Thank you for datalevin 🙏 - I'm using it for a KV store of entity registrations (in Australia, business numbers and business names) and I'm exploring using the search engine, I'm wondering if there's a way to speed up (add-doc) - ie is it safe to run a pmap or something to parallelise this? I'm trying to add about 18 million documents. Thanks for your advice
You can run pmap or whatever to try to parallelize, but it won't do any good. This is a single writer DB. What you can do is to turn on :nosync to load you docs, and then turn it off after you are done. Indexing 18 million documents will take a long time now matter what tool you use.
Look at the search benchmark to get an idea https://github.com/juji-io/datalevin/tree/master/benchmarks/search-bench
You should also allocate a large enough DB size upfront to save yourself from dynamic resizing, which will be very slow.
thank you - I'll have a look at the search benchmark, and allocating the right DB size upfront - very helpful 🎉
wikipedia data set is only 4.1 million articles, and it took almost 40 minutes, and produced a 60GB file, you should expect a much longer time, as B-tree will become slower as data volume increases.
ok. the documents in my index are very small - just an entity names (so typically < 200 characters) perhaps on average 4 words
:nosync is your best bet
ok
If you are are on Linux, :writemap and :mapasync together if faster, but if you are on Mac or Windows, :nosync is best
yep linux - so (d/set-env-flags db :writemap true :mapasync true) before indexing, and
(d/set-env-flags db :writemap false :mapasync false)
(d/commit search-writer)
(d/close-kv db)))
when done?wrong syntax
oh sorry
(d/set-env-flags db #{:writemap :mapasync} true)(d/set-env-flags db [:writemap :mapasync] true)
ok thank you
vector or set doesn't matter
commit before set the flags back
because that flag effects commit
I think :writemap has to be specified when opening the DB, it's not something changeable dynamically
the file is either open as a read only mmap, or as a writable map
ah ok
I close the db after indexing, then open it again later for (read only) usage, so perhaps I'll just use the flags in open-kv and then I don't need to use them with set-env-flags
{:clojure.main/message
"Execution error (ArrayIndexOutOfBoundsException) at java.lang.System/arraycopy (System.java:-2).\narraycopy: length -7 is negative\n",
:clojure.main/triage
{:clojure.error/class java.lang.ArrayIndexOutOfBoundsException,
:clojure.error/line -2,
:clojure.error/cause "arraycopy: length -7 is negative",
:clojure.error/symbol java.lang.System/arraycopy,
:clojure.error/source "System.java",
:clojure.error/phase :execution},
:clojure.main/trace
{:via
[{:type java.util.concurrent.ExecutionException,
:message
"java.util.concurrent.ExecutionException: java.lang.ArrayIndexOutOfBoundsException: arraycopy: length -7 is negative",
:at [java.util.concurrent.FutureTask report "FutureTask.java" 122]}
{:type java.util.concurrent.ExecutionException,
:message
"java.lang.ArrayIndexOutOfBoundsException: arraycopy: length -7 is negative",
:at [java.util.concurrent.FutureTask report "FutureTask.java" 122]}
{:type java.lang.ArrayIndexOutOfBoundsException,
:message "arraycopy: length -7 is negative",
:at [java.lang.System arraycopy "System.java" -2]}],
:trace
[[java.lang.System arraycopy "System.java" -2]

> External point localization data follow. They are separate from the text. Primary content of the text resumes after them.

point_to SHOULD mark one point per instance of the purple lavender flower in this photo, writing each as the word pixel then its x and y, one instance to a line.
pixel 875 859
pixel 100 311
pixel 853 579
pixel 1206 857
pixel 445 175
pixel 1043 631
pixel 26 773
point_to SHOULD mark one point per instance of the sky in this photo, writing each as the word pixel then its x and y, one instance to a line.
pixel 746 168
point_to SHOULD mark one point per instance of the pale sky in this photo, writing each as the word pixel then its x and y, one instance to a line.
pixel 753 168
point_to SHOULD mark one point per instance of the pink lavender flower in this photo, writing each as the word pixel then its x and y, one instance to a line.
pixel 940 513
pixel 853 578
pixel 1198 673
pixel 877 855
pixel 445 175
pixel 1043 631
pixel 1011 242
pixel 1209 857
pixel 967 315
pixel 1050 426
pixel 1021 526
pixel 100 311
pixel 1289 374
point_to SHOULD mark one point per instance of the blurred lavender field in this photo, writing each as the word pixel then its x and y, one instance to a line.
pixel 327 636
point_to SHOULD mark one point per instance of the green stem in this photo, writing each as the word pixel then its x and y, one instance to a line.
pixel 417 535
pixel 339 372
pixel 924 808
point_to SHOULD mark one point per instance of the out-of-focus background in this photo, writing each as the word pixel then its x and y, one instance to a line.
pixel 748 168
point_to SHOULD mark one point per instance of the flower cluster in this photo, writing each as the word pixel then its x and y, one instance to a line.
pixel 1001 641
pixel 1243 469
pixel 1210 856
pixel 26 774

[datalevin.utl.GrowingIntArray insert "GrowingIntArray.java" 42]
[datalevin.sparselist.SparseIntArrayList set "sparselist.clj" 38]

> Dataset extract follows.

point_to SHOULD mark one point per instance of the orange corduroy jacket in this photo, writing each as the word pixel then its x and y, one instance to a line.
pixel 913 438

[datalevin.search.IndexWriter write "search.clj" 1147]
[datalevin.search$eval14045$fn__14046$G__14035__14050
invoke
"search.clj"
1106]
[datalevin.search$eval14045$fn__14046$G__14034__14055
invoke
"search.clj"
1106]
[psithur.database_abn.core$update_tables$fn__23583
invoke
"core.clj"
119]
[clojure.core$pmap$fn__8552$fn__8553 invoke "core.clj" 7089]
[clojure.core$binding_conveyor_fn$fn__5823 invoke "core.clj" 2047]
[clojure.lang.AFn call "AFn.java" 18]
[java.util.concurrent.FutureTask run "FutureTask.java" 317]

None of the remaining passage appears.